A report by Montgomery County's legislative oversight office has recommended a major overhaul of the county's zoning appeals board after officials said they found serious management problems that have delayed numerous board decisions.

The report was presented to the County Council this week. It criticized the board, which hears appeals of decisions by the Montgomery County Planning Board, for not updating its procedures to cope with an increased workload. The report noted that while the board's workload more than has doubled, from 167 cases in 1979 to 379 in 1986, board members still write opinions for all cases.

As a result, 22 percent of special-exception and administrative appeals took six months or longer to decide in 1986, up from only 7 percent eight years ago. The board is supposed to decide a case within 30 days after an appeal is filed unless it passes a special resolution.

Karen Orlansky, the legislative oversight office's program evaluator, told the council that the five-member panel needs to look into delegating responsibility for writing opinions to the county and should hire a staff member to assist in their preparation.

"The board is operating much like it did 10 or 20 years ago," Orlansky said.

The report also accused the board of inadequately supervising its office staff. Currently, the board's office "operates with virtually no management supervision on a daily basis," the study said. It added that board members, who serve only one day a week, only occasionally visit the office, and even then they "are preoccupied with attending the hearings and executive" board sessions. An administrative assistant, Orlansky said, currently acts as office manager "by default."

Consequently, the legislative oversight staff found instances in which the board's staff has given out wrong information to the public or has refused to release public documents. In addition, the report said that instances of poor records management were found.

"Records kept by the {board of appeals} staff are not fully complete and up to date," the report said. Moreover, "there is inadequate control of case files. Many files are located in boxes scattered around the office, which contributes to a general lack of organization" there.

It also accused the board of inadequate financial management. Orlansky noted that one appeals board employe logged 679 hours of overtime in 1986, costing more than $13,000, without anyone first determining the need for the overtime.

The report recommended that the board hire an office manager and increase the use of computers and other automation to keep track of records.

Council members also said the board had failed to hold open meetings. The board is quasijudicial in nature because its decisions can only be appealed in court, and consequently it is exempt from the state's open-meeting laws.

Nonetheless, Council member Rose Crenca said that other zoning bodies currently hold public meetings. "The County Council makes zoning decisions in public, why can't the board of appeals?" she asked after the meeting.
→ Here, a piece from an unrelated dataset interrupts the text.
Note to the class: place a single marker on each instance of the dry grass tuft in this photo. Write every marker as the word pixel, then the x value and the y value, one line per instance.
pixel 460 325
Appeals board members did not contest the findings of the report. "It's quite true that the workload and the methods of working have changed, but the board's practices haven't," said Judith Heimann, who took over as board chairman a month ago. She said she already has asked the county to implement a new computer system to help keep track of cases. The only computer in the office now is used as a word processor, she said.

But another board member, Helen Strang, objected to the suggestion that authority for writing opinions be delegated to others. "We just ought to set reasonable time limits for writing decisions. Many times, members have just fiddled around and didn't take their responsibility very seriously," she said.